Large areas are subject to man-made pollution of the air and water, acid rain and toxic substances, loss of vegetation ( overgrazing, deforestation, desertification), loss of wildlife, species extinction, soil degradation, soil depletion, erosion, and introduction of invasive species.
Long-term climate alteration due to enhancement of the greenhouse effect by human industrial carbon dioxide emissions is an increasing concern, the focus of intense study and debate.
Human geography
- Main article: Human
Earth has approximately 6,500,000,000 human inhabitants ( February 25, 2006 estimate). [2] Projections indicate that the world's human population will reach seven billion in 2013 and 9.1 billion in 2050 (2005 UN estimates). Most of the growth is expected to take place in developing nations. Human population density varies widely around the world.
It is estimated that only one eighth of the surface of the Earth is suitable for humans to live on — three-quarters is covered by oceans, and half of the land area is desert, high mountains or other unsuitable terrain.
The northernmost settlement in the world is Alert, Ellesmere Island, Canada. The southernmost is the Amundsen-Scott South Pole Station, in Antarctica, almost exactly at the South Pole.
There are 267 administrative divisions, including nations, dependent areas, other, and miscellaneous entries. Earth does not have a sovereign government with planet-wide authority. Independent sovereign nations claim all of the land surface except for some segments of Antarctica. There is a worldwide general international organization, the United Nations. The United Nations is primarily an international discussion forum with only limited ability to pass and enforce laws.
In total, about four hundred people have been outside the Earth's atmosphere as of 2004, and of these twelve have walked on the Moon. See space exploration.
Descriptions of Earth
Earth has often been personified as a deity, in particular a goddess (see Gaia and Mother Earth). The Chinese Earth goddess Hu-Tu is similar to Gaia, the deification of the Earth. As the patroness of fertility, her element is Earth. In Norse mythology, the Earth goddess Jord was the mother of Thor and the daughter of Annar.
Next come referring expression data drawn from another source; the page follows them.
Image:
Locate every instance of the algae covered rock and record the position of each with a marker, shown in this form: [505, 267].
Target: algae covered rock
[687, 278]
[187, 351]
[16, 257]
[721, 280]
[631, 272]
Although commonly thought to be a sphere, the earth is actually an "oblate spheroid". It bulges slightly at the equator and slightly flattened at the poles. In the past there were varying levels of belief in a flat Earth because of this, but ancient Greek philosophers and, in the Middle Ages, thinkers such as Thomas Aquinas knew that the Earth was a sphere.
Prior to the introduction of space flight, this belief was countered with deductions based on observations of the secondary effects of the Earth's shape and parallels drawn with the shape of other planets. Cartography, the study and practice of mapmaking, and vicariously geography, have historically been the disciplines devoted to depicting the Earth. Surveying, the determination of locations and distances, and to a somewhat lesser extent navigation, the determination of position and direction, have developed alongside cartography and geography, providing and suitably quantifying the requisite information.
The technological developments of the latter half of the 20th century are widely considered to have altered the public's perception of the Earth. A photo taken of Earth by Voyager 1 inspired Carl Sagan to describe the planet as a " Pale Blue Dot". Earth has also been described as a massive spaceship, with a life support system that requires maintenance, or as having a biosphere that forms one large organism. See Spaceship Earth and Gaia theory.
For descriptions of the Earth in (science) fiction, see Earth in fiction.